Comment 3 for bug 842223

Revision history for this message
Martin Packman (gz) wrote :

> Please note that the issue that was pointed out by the reviewer is
> already fixed in bzr.dev, and is different from what you're pointing out
> here. That was about displaying "locations", which is different from the
> representation we use internally anyway.

I put that in the bug report not because I thought anyone had dropped the ball, just that it was relevant that the change was deliberate and not an oversight.

> rfc1738 considers tilde one of the unsafe characters and says that all
> unsafe characters must always be encoded within a URL.
> (page 30)

And in rfc3986 it's an unreserved character, hence the endless confusion over tildes in urls. :)
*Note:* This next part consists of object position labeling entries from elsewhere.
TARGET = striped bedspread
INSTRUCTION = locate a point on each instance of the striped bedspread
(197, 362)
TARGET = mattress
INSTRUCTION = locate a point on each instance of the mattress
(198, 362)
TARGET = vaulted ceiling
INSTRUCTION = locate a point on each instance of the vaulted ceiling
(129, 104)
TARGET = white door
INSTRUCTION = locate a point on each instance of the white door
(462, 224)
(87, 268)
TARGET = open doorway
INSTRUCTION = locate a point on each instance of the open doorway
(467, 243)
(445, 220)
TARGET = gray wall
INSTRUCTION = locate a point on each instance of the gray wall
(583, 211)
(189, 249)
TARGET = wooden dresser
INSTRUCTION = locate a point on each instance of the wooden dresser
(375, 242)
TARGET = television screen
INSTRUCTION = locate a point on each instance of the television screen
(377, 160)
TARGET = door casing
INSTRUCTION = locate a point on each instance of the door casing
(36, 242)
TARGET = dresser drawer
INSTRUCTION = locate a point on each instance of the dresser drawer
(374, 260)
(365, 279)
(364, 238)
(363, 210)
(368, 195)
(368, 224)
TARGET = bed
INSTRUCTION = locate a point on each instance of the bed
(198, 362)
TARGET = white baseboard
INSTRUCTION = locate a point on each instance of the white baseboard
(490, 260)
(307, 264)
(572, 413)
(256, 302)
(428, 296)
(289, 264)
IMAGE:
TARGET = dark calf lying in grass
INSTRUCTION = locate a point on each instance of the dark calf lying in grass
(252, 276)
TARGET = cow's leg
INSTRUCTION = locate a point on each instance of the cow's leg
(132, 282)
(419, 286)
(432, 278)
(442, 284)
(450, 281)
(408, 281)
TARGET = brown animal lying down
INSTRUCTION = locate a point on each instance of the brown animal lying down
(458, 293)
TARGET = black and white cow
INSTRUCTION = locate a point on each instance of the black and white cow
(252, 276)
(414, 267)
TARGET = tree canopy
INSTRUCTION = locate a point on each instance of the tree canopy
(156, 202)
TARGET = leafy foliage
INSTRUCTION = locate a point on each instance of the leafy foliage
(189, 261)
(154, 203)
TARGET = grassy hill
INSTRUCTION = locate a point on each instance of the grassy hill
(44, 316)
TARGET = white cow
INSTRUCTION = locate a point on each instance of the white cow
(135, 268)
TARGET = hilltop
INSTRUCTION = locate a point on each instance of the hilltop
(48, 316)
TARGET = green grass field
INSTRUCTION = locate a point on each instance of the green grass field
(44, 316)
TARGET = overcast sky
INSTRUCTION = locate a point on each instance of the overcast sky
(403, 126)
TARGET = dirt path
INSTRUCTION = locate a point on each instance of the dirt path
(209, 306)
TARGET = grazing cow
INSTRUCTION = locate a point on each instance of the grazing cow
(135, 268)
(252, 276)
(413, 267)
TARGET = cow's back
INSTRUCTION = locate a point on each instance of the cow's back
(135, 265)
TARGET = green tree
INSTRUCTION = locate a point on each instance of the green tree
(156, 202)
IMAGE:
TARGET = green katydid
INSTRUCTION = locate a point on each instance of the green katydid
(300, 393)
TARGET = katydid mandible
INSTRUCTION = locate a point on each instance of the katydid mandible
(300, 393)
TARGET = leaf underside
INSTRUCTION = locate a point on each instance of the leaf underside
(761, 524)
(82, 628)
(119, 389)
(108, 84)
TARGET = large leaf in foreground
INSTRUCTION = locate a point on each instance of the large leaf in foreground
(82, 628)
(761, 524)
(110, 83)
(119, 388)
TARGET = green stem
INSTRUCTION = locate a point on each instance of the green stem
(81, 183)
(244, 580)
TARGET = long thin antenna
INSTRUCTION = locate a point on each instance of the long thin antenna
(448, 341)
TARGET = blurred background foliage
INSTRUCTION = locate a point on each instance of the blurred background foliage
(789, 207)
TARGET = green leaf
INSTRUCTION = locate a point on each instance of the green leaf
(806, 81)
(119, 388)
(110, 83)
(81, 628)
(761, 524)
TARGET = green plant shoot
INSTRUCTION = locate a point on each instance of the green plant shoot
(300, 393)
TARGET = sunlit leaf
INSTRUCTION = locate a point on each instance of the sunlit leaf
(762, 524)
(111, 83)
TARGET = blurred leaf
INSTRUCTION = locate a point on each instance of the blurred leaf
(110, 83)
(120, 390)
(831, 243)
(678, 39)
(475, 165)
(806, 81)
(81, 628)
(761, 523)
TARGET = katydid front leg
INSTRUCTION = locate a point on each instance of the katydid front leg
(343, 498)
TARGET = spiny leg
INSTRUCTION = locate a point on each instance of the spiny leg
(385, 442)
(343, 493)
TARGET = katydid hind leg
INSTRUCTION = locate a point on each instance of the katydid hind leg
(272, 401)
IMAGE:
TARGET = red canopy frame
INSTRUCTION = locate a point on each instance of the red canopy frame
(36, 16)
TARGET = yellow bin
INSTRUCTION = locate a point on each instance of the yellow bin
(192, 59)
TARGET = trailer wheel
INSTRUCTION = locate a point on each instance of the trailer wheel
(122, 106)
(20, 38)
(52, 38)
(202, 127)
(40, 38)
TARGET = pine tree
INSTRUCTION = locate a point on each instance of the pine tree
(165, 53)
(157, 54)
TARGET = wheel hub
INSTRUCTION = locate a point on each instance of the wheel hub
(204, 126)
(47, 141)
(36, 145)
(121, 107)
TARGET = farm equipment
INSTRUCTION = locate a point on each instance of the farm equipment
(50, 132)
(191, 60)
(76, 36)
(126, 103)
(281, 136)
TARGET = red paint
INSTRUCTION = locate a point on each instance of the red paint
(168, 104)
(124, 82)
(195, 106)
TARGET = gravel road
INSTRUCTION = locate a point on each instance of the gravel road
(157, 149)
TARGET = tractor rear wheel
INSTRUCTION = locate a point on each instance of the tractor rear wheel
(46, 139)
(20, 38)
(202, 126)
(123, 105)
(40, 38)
It also calls out the problem with comparing equivalent but unequal values, and makes a recommendation:

<http://www.ietf.org/rfc/rfc3986.txt>

   URIs that differ in the replacement of an unreserved character with
   its corresponding percent-encoded US-ASCII octet are equivalent: they
   identify the same resource. However, URI comparison implementations
   do not always perform normalization prior to comparison (see Section
   6). For consistency, percent-encoded octets in the ranges of ALPHA
   (%41-%5A and %61-%7A), DIGIT (%30-%39), hyphen (%2D), period (%2E),
   underscore (%5F), or tilde (%7E) should not be created by URI
   producers and, when found in a URI, should be decoded to their
   corresponding unreserved characters by URI normalizers.